Block to cut headcount by more than 40%

In a post on X, Block CEO Jack Dorsey said it will conduct layoffs in one swoop instead of cutting gradually.

"Today we're making one of the hardest decisions in the history of our company: we're reducing our organization by nearly half, from over 10,000 people to just under 6,000. that means over 4,000 of you are being asked to leave or entering into consultation. I'll be straight about what's happening, why, and what it means for everyone..."

"We're already seeing that the intelligence tools we’re creating and using, paired with smaller and flatter teams, are enabling a new way of working which fundamentally changes what it means to build and run a company. and that's accelerating rapidly."

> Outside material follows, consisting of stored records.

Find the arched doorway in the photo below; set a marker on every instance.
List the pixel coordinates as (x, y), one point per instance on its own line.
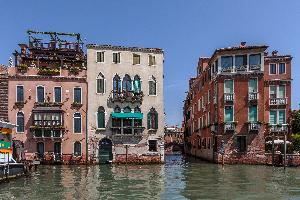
(105, 151)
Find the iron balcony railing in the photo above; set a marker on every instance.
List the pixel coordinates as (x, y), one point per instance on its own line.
(253, 126)
(228, 97)
(253, 96)
(229, 126)
(279, 128)
(278, 101)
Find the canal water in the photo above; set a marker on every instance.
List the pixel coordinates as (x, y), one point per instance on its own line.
(179, 178)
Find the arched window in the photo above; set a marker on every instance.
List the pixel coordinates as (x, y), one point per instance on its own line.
(137, 84)
(100, 84)
(20, 122)
(127, 83)
(117, 84)
(152, 119)
(77, 122)
(77, 148)
(101, 117)
(127, 109)
(117, 109)
(152, 85)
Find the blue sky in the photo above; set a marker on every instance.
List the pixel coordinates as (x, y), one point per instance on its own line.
(184, 29)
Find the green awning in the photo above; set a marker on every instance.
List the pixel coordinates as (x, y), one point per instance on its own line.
(127, 115)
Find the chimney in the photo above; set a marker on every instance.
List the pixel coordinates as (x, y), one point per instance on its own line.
(274, 53)
(243, 44)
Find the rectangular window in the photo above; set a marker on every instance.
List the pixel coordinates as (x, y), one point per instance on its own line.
(254, 59)
(241, 143)
(273, 117)
(100, 85)
(152, 60)
(116, 57)
(57, 94)
(226, 61)
(152, 145)
(252, 113)
(136, 59)
(273, 91)
(228, 86)
(100, 56)
(281, 117)
(240, 60)
(253, 85)
(273, 69)
(281, 91)
(20, 93)
(40, 94)
(281, 68)
(228, 114)
(77, 95)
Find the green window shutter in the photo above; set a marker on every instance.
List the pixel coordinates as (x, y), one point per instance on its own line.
(101, 119)
(273, 117)
(228, 86)
(281, 117)
(281, 93)
(253, 113)
(228, 114)
(253, 85)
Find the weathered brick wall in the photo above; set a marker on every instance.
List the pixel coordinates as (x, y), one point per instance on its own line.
(3, 96)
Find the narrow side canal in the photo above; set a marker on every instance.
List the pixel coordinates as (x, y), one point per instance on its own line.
(179, 178)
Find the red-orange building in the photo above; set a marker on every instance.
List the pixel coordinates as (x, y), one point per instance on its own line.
(47, 97)
(239, 102)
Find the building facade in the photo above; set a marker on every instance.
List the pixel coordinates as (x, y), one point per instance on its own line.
(125, 104)
(238, 104)
(47, 97)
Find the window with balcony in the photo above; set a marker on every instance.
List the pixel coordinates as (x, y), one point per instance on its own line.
(77, 148)
(116, 57)
(252, 115)
(137, 84)
(226, 62)
(241, 143)
(100, 84)
(57, 94)
(101, 117)
(254, 61)
(152, 119)
(100, 56)
(152, 86)
(127, 84)
(20, 122)
(40, 97)
(77, 122)
(77, 95)
(281, 68)
(241, 61)
(228, 114)
(136, 59)
(152, 60)
(273, 69)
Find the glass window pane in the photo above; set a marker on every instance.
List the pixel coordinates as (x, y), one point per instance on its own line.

Block workers who are cut get salary for 20 weeks plus 1 week per year of tenure. There's also six months of healthcare.

Intuit: Strong fiscal Q2, light outlook

Intuit reported a strong second quarter that topped Wall Street non-GAAP earnings estimates by 47 cents a share. The company reported second quarter non-GAAP earnings of $4.15 a share on revenue of $4.65 billion, up 17.45% from a year ago. Second quarter GAAP earnings were $2.48 a share. Intuit's results were strong across its operating units in the second quarter. The problem was the outlook.

The company projected revenue of $20.997 billion to $21.186 billion compared to estimates of $21.20 billion. That guidance isn't much of a miss, but Wall Street is skittish about software providers.

For the third quarter, Intuit projected revenue growth of 10%.

Google Nano Banana 2 launches

Google launched Nano Banana 2, the sequel to the viral image generation and editing model. You didn't know you needed an upgrade, but pretty sure you all will test it out. The model is available via the Gemini API in Google AI Studio and Vertex AI. It is available for use in Google Antigravity and Firebase. Consumers can try the new image model in the Gemini App.

AMD, Nutanix form partnership, joint roadmap

AMD is investing $150 million in Nutanix shares at $36.26 as the two companies are partnering on enterprise AI. The two companies are pursuing a joint roadmap to integrate AMD ROCm and AMD Enterprise AI software into the Nutanix Cloud Platform and the Nutanix Kubernetes Platform, which will use EPYC CPUs and AMD Instinct GPUs. The deal equates to more distribution for Nutanix. AMD will also fund up to $100 million to support joint engineering and go-to-market efforts. Separately, Nutanix reported better-than-expected fiscal second quarter results.